Guest: Chris Townsend, longtime union leader and organizer
"[Labor leaders] would have mass rallies around the White House...far more militant...But you think they're really going through the motions." – Ralph Nader [03:30]
"Imagine that nothing's off limits. He rescinded the good jobs executive order...He even gutted worker safety agency, the National Safety Health Research Group." – Ralph Nader [11:20]
"That's what all those union locals, that's what all those citizen groups...can make the issue from the bottom up. This is what we want. We demand that, period. Otherwise, you're gone." – Ralph Nader [22:16]
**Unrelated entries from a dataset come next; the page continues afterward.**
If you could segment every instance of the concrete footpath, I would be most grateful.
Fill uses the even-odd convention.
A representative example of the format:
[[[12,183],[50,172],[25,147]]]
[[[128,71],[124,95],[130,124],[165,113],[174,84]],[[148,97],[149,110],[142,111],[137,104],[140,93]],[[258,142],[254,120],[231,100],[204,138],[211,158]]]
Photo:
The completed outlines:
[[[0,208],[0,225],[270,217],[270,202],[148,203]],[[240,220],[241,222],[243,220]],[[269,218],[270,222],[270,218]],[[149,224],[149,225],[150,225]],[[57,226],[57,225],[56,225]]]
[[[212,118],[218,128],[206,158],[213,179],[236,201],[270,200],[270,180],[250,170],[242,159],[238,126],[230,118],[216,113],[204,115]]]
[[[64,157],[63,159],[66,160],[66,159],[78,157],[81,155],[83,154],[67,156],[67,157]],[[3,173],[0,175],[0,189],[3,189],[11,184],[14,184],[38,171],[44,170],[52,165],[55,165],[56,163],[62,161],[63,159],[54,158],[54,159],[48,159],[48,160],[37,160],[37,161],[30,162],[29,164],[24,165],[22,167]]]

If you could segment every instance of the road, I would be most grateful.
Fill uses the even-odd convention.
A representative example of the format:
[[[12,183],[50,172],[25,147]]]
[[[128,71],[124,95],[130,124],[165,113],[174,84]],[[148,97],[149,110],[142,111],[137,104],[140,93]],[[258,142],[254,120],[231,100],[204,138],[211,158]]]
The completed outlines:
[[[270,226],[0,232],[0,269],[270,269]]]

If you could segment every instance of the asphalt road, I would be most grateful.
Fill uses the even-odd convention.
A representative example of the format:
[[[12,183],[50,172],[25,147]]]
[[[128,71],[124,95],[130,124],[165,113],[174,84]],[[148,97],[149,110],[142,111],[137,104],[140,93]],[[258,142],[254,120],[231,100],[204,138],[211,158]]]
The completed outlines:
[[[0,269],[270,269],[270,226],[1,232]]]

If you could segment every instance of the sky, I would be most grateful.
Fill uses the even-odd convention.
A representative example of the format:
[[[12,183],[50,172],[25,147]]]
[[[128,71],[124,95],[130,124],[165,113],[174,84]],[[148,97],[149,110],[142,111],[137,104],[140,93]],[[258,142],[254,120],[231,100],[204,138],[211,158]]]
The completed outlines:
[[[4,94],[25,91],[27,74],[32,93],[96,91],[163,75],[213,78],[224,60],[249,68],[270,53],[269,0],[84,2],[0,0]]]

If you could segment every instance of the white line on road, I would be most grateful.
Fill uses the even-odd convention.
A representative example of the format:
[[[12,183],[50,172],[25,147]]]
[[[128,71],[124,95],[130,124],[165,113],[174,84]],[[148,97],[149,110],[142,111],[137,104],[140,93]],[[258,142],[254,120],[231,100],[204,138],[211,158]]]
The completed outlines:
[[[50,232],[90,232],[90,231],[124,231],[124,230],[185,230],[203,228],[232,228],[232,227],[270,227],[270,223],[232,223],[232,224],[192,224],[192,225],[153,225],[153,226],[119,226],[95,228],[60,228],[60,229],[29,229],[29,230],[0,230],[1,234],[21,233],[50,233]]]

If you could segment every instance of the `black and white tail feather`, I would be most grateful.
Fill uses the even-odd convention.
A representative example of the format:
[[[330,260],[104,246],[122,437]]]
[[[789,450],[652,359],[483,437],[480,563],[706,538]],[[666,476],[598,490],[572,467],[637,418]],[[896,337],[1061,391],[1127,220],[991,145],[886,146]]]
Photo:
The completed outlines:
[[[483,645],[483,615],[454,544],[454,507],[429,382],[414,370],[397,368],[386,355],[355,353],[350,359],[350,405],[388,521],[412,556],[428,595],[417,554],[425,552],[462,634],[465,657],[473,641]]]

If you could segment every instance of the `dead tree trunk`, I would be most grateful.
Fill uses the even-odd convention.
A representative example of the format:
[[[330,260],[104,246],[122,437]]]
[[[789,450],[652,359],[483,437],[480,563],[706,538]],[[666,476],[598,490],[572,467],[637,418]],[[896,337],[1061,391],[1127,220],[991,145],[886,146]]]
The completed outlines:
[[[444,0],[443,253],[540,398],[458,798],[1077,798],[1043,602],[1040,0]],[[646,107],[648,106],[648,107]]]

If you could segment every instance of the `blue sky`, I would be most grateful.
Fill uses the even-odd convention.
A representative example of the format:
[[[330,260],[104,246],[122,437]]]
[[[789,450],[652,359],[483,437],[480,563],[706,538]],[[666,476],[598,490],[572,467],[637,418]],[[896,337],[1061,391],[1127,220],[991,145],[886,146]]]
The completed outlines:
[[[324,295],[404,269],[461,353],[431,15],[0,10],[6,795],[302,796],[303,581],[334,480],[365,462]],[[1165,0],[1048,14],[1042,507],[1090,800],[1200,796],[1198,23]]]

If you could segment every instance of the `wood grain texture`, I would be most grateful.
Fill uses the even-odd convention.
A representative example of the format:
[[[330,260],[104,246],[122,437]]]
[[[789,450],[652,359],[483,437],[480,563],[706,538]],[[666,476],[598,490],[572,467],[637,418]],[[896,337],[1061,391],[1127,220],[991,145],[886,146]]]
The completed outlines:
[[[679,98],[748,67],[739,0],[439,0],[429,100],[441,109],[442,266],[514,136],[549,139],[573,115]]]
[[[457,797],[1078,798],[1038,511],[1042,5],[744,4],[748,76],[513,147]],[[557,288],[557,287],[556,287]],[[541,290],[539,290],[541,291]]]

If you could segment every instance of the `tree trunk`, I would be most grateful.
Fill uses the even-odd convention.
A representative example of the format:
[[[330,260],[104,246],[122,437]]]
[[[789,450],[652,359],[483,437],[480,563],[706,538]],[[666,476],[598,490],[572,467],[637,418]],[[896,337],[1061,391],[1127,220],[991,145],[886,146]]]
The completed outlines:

Guest: Mariah Blake, investigative journalist, author
"The fact that they're so ubiquitous actually makes them harder to regulate." – Mariah Blake [36:54]
“This is the punchline for all of us as the working class, we're not rich enough to sit this out.”
– Chris Townsend [18:30]
“The workplace in the United States is a damn dictatorship.... stimulating workplace rebellion called union organizing. That's what it is.”
– Chris Townsend [12:40]
“We are polluting the entire planet, including human blood and ecosystems in the remotest parts of the world.”
– Mariah Blake [27:11]
“The only reason [DuPont’s secret studies] eventually came to light is because a family of West Virginia farmers who had sold DuPont... sued.”
– Mariah Blake [33:55]
“For the vast majority of uses, there are substitutes out there. There are cases where these chemicals are used wantonly, in ways that don't justify putting these chemicals in the environment.”
– Mariah Blake [44:56]
“They all lobbied Congress. Both she and Michael testified before Congress and they were remarkably effective advocates.”
– Mariah Blake (on Hoosick Falls residents) [50:15]
“Silent violence is often secret violence. It's very hard to expose compared, say, to street crime, which is why corporations get away with so much.”
– Ralph Nader [56:12]
This episode is energetic, urgent, and deeply informed. It mixes Ralph Nader’s trademark bluntness, Chris Townsend’s organizing zeal, and Mariah Blake’s investigative rigor, aiming to rouse listeners to action against entrenched corporate and governmental failure.
This episode is a clarion call on two fronts: wake up to the ongoing, bipartisan failure to protect American workers and communities from both workplace exploitation and chemical exposure, with special attention to growing grassroots victories. At its heart, it urges “Stand up, rise up”—not just as a slogan, but as a repeated necessity for health, dignity, and democracy.